Opening her eyes, she stared at Douglas, not sure what to say. She could come clean or… Or what? End up like her mother?

She sighed. “You know my mother has bipolar disorder.”

He shifted in his chair and said nothing.

“I think I do too. As soon as I moved to Sydney I went on a binge. Within a week of starting university I’d fucked three guys and started using coke. I was off my face for a couple of weeks and then I met Rez. The last six months have been one long drug-fuelled party.”

He smiled sadly at her. “That doesn’t mean you have bipolar disorder. A drug and alcohol problem, yes. Some faulty decision making and bad choices, sure. Maybe a little more extreme than your average eighteen year old but not by much.”

“You think it’s normal to wake up in someone’s bed and not know who they are? To start snorting coke first thing in the morning?”

“I think you went wild for a period of time after a fairly protected childhood that became even more protected after Julia went to jail. It’s not the end of the world. You don’t have to punish yourself by making yourself believe you were responsible for Julia going to jail. Don’t you see that that’s what your memory of the blood covered knife is? A memory your mind has created to punish you for not being a ‘good girl’.” He stopped and regarded her gravely. “Did you ever read anything about Julia’s trial?”

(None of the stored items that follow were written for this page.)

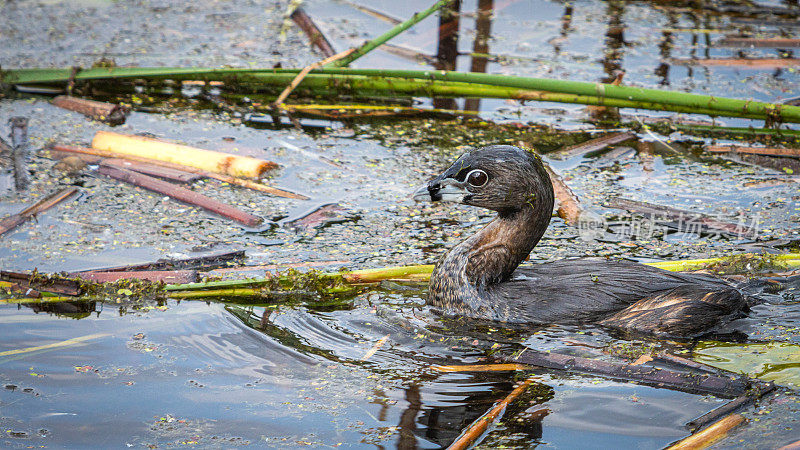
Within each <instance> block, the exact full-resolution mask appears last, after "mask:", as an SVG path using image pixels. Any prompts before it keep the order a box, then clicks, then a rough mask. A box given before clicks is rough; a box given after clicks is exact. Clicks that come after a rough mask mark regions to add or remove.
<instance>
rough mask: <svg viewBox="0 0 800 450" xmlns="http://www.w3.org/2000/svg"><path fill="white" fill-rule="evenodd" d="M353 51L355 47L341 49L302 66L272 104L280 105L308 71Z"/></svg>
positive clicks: (285, 99)
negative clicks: (336, 52) (314, 62)
mask: <svg viewBox="0 0 800 450" xmlns="http://www.w3.org/2000/svg"><path fill="white" fill-rule="evenodd" d="M354 51H355V49H353V48H351V49H349V50H345V51H343V52H341V53H337V54H335V55H333V56H329V57H328V58H325V59H323V60H322V61H317V62H315V63H313V64H310V65H308V66H306V67H304V68H303V70H301V71H300V73H298V74H297V76H295V77H294V79H293V80H292V82H291V83H289V85H288V86H286V88H285V89H284V90H283V92H281V94H280V95H279V96H278V98H277V99H275V101H274V102H272V106H274V107H276V108H277V107H280V105H281V104H282V103H283V101H284V100H286V97H288V96H289V94H291V93H292V91H294V90H295V88H296V87H297V86H298V85H299V84H300V83H301V82H302V81H303V78H305V77H306V75H308V73H309V72H311V71H312V70H314V69H317V68H319V67H322V66H324V65H326V64H330V63H332V62H335V61H338V60H340V59H342V58H345V57H347V56H349V55H350V54H351V53H353V52H354Z"/></svg>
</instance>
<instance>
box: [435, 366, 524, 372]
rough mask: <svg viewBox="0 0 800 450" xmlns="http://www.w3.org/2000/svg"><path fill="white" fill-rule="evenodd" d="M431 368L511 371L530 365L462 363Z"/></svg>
mask: <svg viewBox="0 0 800 450" xmlns="http://www.w3.org/2000/svg"><path fill="white" fill-rule="evenodd" d="M431 368H432V369H433V370H435V371H437V372H440V373H455V372H511V371H516V370H528V369H530V367H528V366H526V365H524V364H464V365H453V366H432V367H431Z"/></svg>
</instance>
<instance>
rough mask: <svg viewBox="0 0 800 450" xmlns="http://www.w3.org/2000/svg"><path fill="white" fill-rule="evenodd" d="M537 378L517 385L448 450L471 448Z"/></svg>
mask: <svg viewBox="0 0 800 450" xmlns="http://www.w3.org/2000/svg"><path fill="white" fill-rule="evenodd" d="M536 380H537V377H530V378H528V379H526V380H525V381H523V382H522V383H520V384H519V386H517V387H515V388H514V390H513V391H511V392H510V393H509V394H508V395H507V396H506V397H505V398H504V399H502V400H500V401H499V402H498V403H497V404H496V405H494V406H493V407H492V409H490V410H489V411H486V412H485V413H483V415H481V416H480V417H478V418H477V419H476V420H475V421H474V422H472V424H470V426H468V427H467V429H466V430H464V432H462V433H461V435H460V436H459V437H458V438H457V439H456V440H455V441H453V443H452V444H450V446H448V447H447V449H448V450H463V449H466V448H469V446H470V445H472V444H474V443H475V441H477V440H478V439H479V438H480V437H481V436H482V435H483V433H484V432H485V431H486V429H487V428H489V425H491V424H492V423H493V422H494V421H495V420H496V419H497V417H498V416H500V414H502V413H503V411H505V409H506V407H508V405H509V404H510V403H511V402H513V401H514V400H516V398H517V397H519V396H520V395H522V393H523V392H525V390H526V389H528V386H530V385H531V384H533V383H534V382H535V381H536Z"/></svg>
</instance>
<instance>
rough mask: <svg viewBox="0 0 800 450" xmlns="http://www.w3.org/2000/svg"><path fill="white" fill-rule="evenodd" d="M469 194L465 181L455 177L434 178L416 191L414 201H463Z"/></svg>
mask: <svg viewBox="0 0 800 450" xmlns="http://www.w3.org/2000/svg"><path fill="white" fill-rule="evenodd" d="M468 195H470V192H469V191H468V190H467V188H466V185H465V184H464V183H463V182H460V181H458V180H455V179H453V178H445V179H443V180H440V179H438V178H434V179H433V180H431V182H430V183H428V184H427V185H425V186H422V187H420V188H419V189H417V190H416V191H415V192H414V201H417V202H425V201H427V202H438V201H442V202H456V203H463V202H464V199H465V198H466V197H467V196H468Z"/></svg>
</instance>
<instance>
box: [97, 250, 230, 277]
mask: <svg viewBox="0 0 800 450" xmlns="http://www.w3.org/2000/svg"><path fill="white" fill-rule="evenodd" d="M244 257H245V253H244V250H234V251H225V252H219V253H212V254H209V255H203V256H195V257H192V258H183V259H171V258H165V259H159V260H158V261H155V262H148V263H143V264H128V265H125V266H116V267H106V268H102V269H93V270H84V271H83V272H133V271H140V270H151V271H154V270H186V269H192V270H196V269H213V268H217V267H223V266H227V265H230V264H238V263H239V260H241V259H243V258H244Z"/></svg>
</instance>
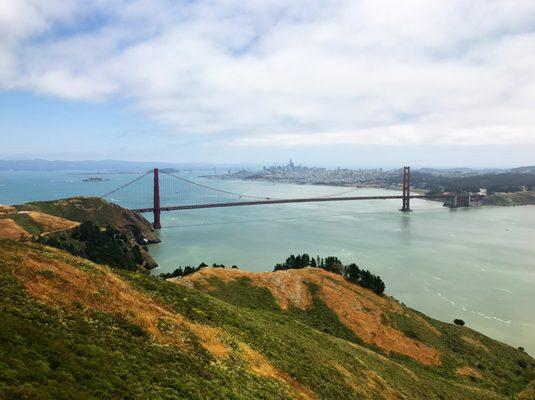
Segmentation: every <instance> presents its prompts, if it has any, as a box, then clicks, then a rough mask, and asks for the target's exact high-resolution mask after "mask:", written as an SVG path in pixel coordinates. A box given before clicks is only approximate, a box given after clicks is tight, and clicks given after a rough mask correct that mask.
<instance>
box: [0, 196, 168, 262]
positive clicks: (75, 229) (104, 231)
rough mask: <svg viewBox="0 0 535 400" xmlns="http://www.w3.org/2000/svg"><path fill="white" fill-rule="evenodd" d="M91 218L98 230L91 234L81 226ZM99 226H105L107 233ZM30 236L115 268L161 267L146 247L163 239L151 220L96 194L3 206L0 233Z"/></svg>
mask: <svg viewBox="0 0 535 400" xmlns="http://www.w3.org/2000/svg"><path fill="white" fill-rule="evenodd" d="M88 222H90V223H92V224H94V229H93V230H96V232H93V233H91V234H90V232H89V230H88V229H87V228H88V227H87V226H83V224H84V223H85V224H87V223H88ZM80 224H82V226H80ZM106 228H110V229H109V230H106ZM99 229H101V230H105V231H104V233H100V232H99V231H98V230H99ZM32 236H33V237H34V238H36V240H38V241H39V242H40V243H43V244H47V245H50V246H53V247H58V248H61V249H65V250H68V251H70V252H71V253H73V254H75V255H80V256H83V257H86V258H89V259H91V260H93V261H96V262H105V263H108V264H110V265H112V266H114V267H119V268H121V267H124V268H128V269H136V268H139V269H140V270H148V269H152V268H155V267H157V263H156V261H155V260H154V259H153V258H152V257H151V255H150V254H149V253H148V251H147V249H146V248H145V245H146V244H148V243H154V242H158V241H159V239H158V237H157V236H156V234H155V232H154V229H152V226H151V224H150V223H149V221H147V220H146V219H145V218H144V217H143V216H142V215H140V214H137V213H134V212H132V211H130V210H126V209H124V208H122V207H119V206H117V205H115V204H111V203H108V202H106V201H105V200H102V199H100V198H96V197H76V198H71V199H62V200H54V201H40V202H32V203H26V204H22V205H17V206H3V207H1V208H0V238H2V237H3V238H9V239H18V238H20V237H25V238H30V237H32Z"/></svg>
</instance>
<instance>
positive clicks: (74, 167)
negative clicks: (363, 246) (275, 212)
mask: <svg viewBox="0 0 535 400" xmlns="http://www.w3.org/2000/svg"><path fill="white" fill-rule="evenodd" d="M246 167H251V166H250V165H245V164H215V163H202V162H201V163H170V162H156V161H122V160H76V161H63V160H44V159H31V160H0V171H95V172H132V171H140V170H148V169H151V168H162V169H163V168H166V169H174V170H181V169H197V170H203V169H206V170H210V169H213V168H221V169H231V170H237V169H241V168H246ZM417 171H419V172H422V173H427V174H432V175H444V174H446V175H471V174H474V175H478V174H496V173H505V172H512V173H522V174H535V166H525V167H517V168H509V169H507V168H501V169H500V168H485V169H477V168H464V167H459V168H418V169H417Z"/></svg>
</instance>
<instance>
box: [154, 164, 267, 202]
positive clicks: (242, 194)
mask: <svg viewBox="0 0 535 400" xmlns="http://www.w3.org/2000/svg"><path fill="white" fill-rule="evenodd" d="M160 172H163V173H164V174H167V175H170V176H172V177H173V178H176V179H178V180H181V181H183V182H187V183H190V184H192V185H195V186H200V187H202V188H205V189H210V190H215V191H216V192H220V193H225V194H231V195H233V196H239V197H247V198H250V199H261V200H276V199H274V198H272V197H260V196H250V195H247V194H243V193H235V192H229V191H227V190H222V189H216V188H213V187H210V186H206V185H203V184H201V183H197V182H194V181H190V180H189V179H185V178H181V177H179V176H176V175H173V174H171V173H170V172H166V171H160Z"/></svg>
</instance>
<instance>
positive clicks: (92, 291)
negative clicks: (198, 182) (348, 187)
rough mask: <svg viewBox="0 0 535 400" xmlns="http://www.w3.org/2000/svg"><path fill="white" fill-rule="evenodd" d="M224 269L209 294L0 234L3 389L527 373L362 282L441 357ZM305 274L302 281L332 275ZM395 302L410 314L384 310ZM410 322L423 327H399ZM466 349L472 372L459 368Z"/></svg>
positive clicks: (448, 376) (298, 381) (488, 387)
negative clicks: (436, 330) (375, 343)
mask: <svg viewBox="0 0 535 400" xmlns="http://www.w3.org/2000/svg"><path fill="white" fill-rule="evenodd" d="M210 271H212V270H210ZM220 271H222V270H220ZM220 271H216V272H215V273H214V274H216V275H214V276H213V277H211V278H210V280H212V284H213V285H214V286H213V287H214V288H215V289H214V290H211V292H212V294H214V295H215V296H213V295H209V294H206V293H203V292H202V291H199V290H197V289H194V288H189V287H186V286H184V285H177V284H176V283H173V282H167V281H164V280H162V279H159V278H155V277H150V276H145V275H142V274H138V273H132V272H128V271H123V270H111V269H110V268H108V267H106V266H102V265H98V264H94V263H92V262H89V261H87V260H85V259H81V258H77V257H74V256H72V255H70V254H68V253H66V252H63V251H60V250H58V249H54V248H50V247H46V246H42V245H39V244H36V243H29V242H17V241H12V240H0V299H1V302H0V398H2V399H108V398H116V399H124V398H142V399H262V398H263V399H290V398H294V399H510V398H511V396H515V395H516V393H518V392H520V391H521V390H523V389H524V388H525V387H526V385H527V384H528V383H529V381H530V380H532V379H533V378H534V361H533V359H531V358H530V357H529V356H527V355H526V354H523V353H522V352H520V351H518V350H515V349H513V348H511V347H509V346H506V345H503V344H500V343H498V342H495V341H492V340H491V339H488V338H485V337H484V336H482V335H479V334H477V333H475V332H473V331H471V330H469V329H462V328H461V329H457V328H458V327H451V326H449V325H446V324H441V323H438V322H436V321H433V320H430V319H427V318H425V317H424V316H421V315H420V314H417V313H415V312H412V311H410V310H408V309H405V308H401V309H398V307H402V306H401V305H397V306H396V305H393V304H392V305H385V304H383V302H391V301H393V300H390V299H387V298H379V297H378V296H376V295H374V294H373V293H371V292H368V291H365V292H363V293H362V295H363V298H368V299H369V304H368V303H367V304H368V306H369V309H370V310H371V313H372V314H373V315H376V314H377V313H379V310H380V308H381V307H383V306H384V307H386V308H385V313H386V314H385V315H387V316H386V318H388V319H389V321H386V320H385V327H386V324H391V323H393V324H396V325H395V329H396V330H398V331H399V332H401V334H399V335H400V336H398V338H401V339H400V340H407V339H402V337H403V336H405V337H408V338H409V339H411V340H416V341H418V342H420V343H421V345H422V348H424V345H425V346H427V347H429V348H435V349H436V351H437V352H438V353H439V354H438V357H439V358H438V359H436V358H433V357H428V358H426V359H425V360H427V361H426V362H423V361H422V360H418V359H417V358H418V357H416V358H411V357H409V356H407V355H396V354H397V353H394V352H386V351H384V349H382V348H381V347H379V346H378V345H377V344H373V343H372V344H370V343H368V342H367V341H366V340H363V339H359V337H358V335H357V334H355V332H354V331H353V330H352V328H350V327H348V326H350V325H346V324H345V322H343V319H341V318H340V317H339V316H338V314H336V312H334V311H333V309H331V308H329V305H328V304H327V303H326V302H325V301H324V300H322V297H321V296H322V294H321V293H322V292H321V288H316V289H313V287H314V286H313V284H311V285H310V286H309V287H310V292H309V294H310V297H306V296H305V298H306V299H308V300H310V303H305V304H307V308H304V309H299V308H296V307H292V306H291V303H288V305H287V307H286V308H285V309H284V308H283V307H281V304H282V303H281V302H280V301H281V300H280V299H281V297H280V295H279V294H275V295H274V294H273V293H274V292H273V291H271V290H270V288H269V287H266V286H262V285H258V284H255V282H254V281H252V280H248V279H247V277H245V276H242V277H240V279H237V280H233V279H224V280H220V279H218V278H217V274H218V273H220ZM225 271H226V270H225ZM306 273H307V275H306V276H305V277H304V278H303V282H304V284H305V285H308V281H309V280H310V279H319V280H329V279H331V277H329V276H324V275H320V277H319V278H314V275H316V274H319V273H321V271H319V270H318V271H306ZM218 282H220V283H218ZM331 282H332V283H333V285H335V284H336V285H338V283H336V281H335V280H331ZM289 289H291V288H289ZM347 290H350V289H347ZM363 290H364V289H363ZM283 292H284V291H282V292H281V293H283ZM344 293H345V292H344ZM374 296H375V297H374ZM217 297H221V298H217ZM223 298H224V299H223ZM292 298H293V297H292ZM381 299H382V300H381ZM363 301H364V300H363ZM366 301H368V300H366ZM340 304H341V305H343V304H342V303H340ZM396 304H397V303H396ZM390 306H391V307H392V309H390V308H389V307H390ZM370 307H371V308H370ZM373 307H377V308H373ZM329 310H331V312H330V311H329ZM399 310H401V311H402V314H403V313H404V312H406V313H408V314H409V316H408V317H407V318H404V317H403V315H402V317H403V318H401V319H400V320H399V321H398V320H396V317H394V316H390V315H389V314H388V313H389V312H391V311H392V312H394V313H396V312H397V311H399ZM347 313H348V314H351V313H352V310H351V309H348V310H347ZM359 315H360V314H359ZM400 315H401V314H400ZM413 318H414V321H416V323H415V324H413V323H412V322H410V323H408V324H409V326H406V325H404V322H403V321H409V320H410V321H412V319H413ZM420 318H421V319H420ZM390 319H391V320H390ZM370 321H371V319H370ZM398 324H399V325H398ZM422 326H424V328H422V329H420V328H421V327H422ZM344 327H345V328H344ZM435 329H437V330H438V331H440V334H441V336H440V335H436V334H435V333H433V332H434V330H435ZM448 329H451V331H448ZM411 330H413V331H414V332H413V333H412V334H411V335H416V336H418V335H425V337H418V339H413V338H410V337H409V336H410V334H409V333H406V334H404V333H403V332H410V331H411ZM385 332H390V328H388V329H387V328H385ZM431 335H434V336H431ZM435 336H436V337H435ZM463 336H466V337H467V338H468V341H467V340H466V339H462V337H463ZM370 337H371V336H370ZM411 340H408V341H406V343H407V344H409V343H413V342H411ZM476 340H477V341H476ZM449 341H452V345H451V346H450V345H448V344H447V343H448V342H449ZM440 343H443V346H444V347H441V345H440ZM392 345H393V344H392ZM455 346H459V348H458V349H457V350H456V353H455V354H454V355H451V357H453V360H452V361H449V359H448V354H446V353H447V352H449V351H453V348H454V347H455ZM481 346H485V348H486V349H483V348H482V347H481ZM400 354H401V353H400ZM429 354H432V352H431V353H429ZM475 358H477V359H479V360H480V362H481V363H482V365H483V366H484V368H482V369H481V371H482V372H481V375H482V378H479V377H474V376H472V377H470V376H466V375H462V374H459V373H457V372H455V371H456V367H457V365H462V366H463V367H467V368H468V367H470V366H471V364H470V363H472V362H473V360H474V359H475ZM430 361H432V362H430ZM436 361H438V363H437V362H436ZM455 362H457V364H455ZM491 362H492V363H494V364H495V365H494V366H492V365H490V363H491ZM465 364H466V365H465ZM472 367H473V368H477V366H476V365H472ZM505 382H508V383H505ZM513 398H514V397H513Z"/></svg>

“What do you mean? She didn’t really have one.”

“But you’ve read the sentencing comments?”

She pushed her hands through her hair and nodded.

“When? When did you read them?”

Unease prickled at the back of her neck.

“When I first moved to Sydney. I didn’t know I could download them from the Attorney-General’s website until then.”

“So around about the same time you moved to Sydney and started going off the rails, you read a detailed account of the murder of Father Pat. A murder your sister was convicted of. Do you think that might have had something to do with this memory that suddenly emerged?”

Blossom shifted in her chair. Maybe he was right. She couldn’t remember anything else about the murder, just the knife. But it was so clear. If she closed her eyes she could recall the feel of the handle, the blood dripping down her wrist and a terrible metallic smell. There was another smell too. Something she’d could almost identify but not quite.

Douglas put his glasses back on and glanced at the clock. “Our time’s up. Next session we need to start some work on your using and maybe your relationship with Rez. Is that okay?”

She nodded and stood, gathering her bag. “Thanks Douglas,” she said softly. “I really appreciate you seeing me. I don’t think I would’ve coped with rehab. And the others don’t understand.”

“Rehab isn’t for everyone, Blossom. We’re doing some good work here.”

She smiled and crossed to the door. “See you next week.”

Out on the footpath she pulled her scarf around her neck and walked up Waratah Street to get the bus. The wind was cold, making her shiver. Not quite as bad as the shivering in her brain. She needed to have a serious talk with Julia. No more beating about the bush. She wanted answers.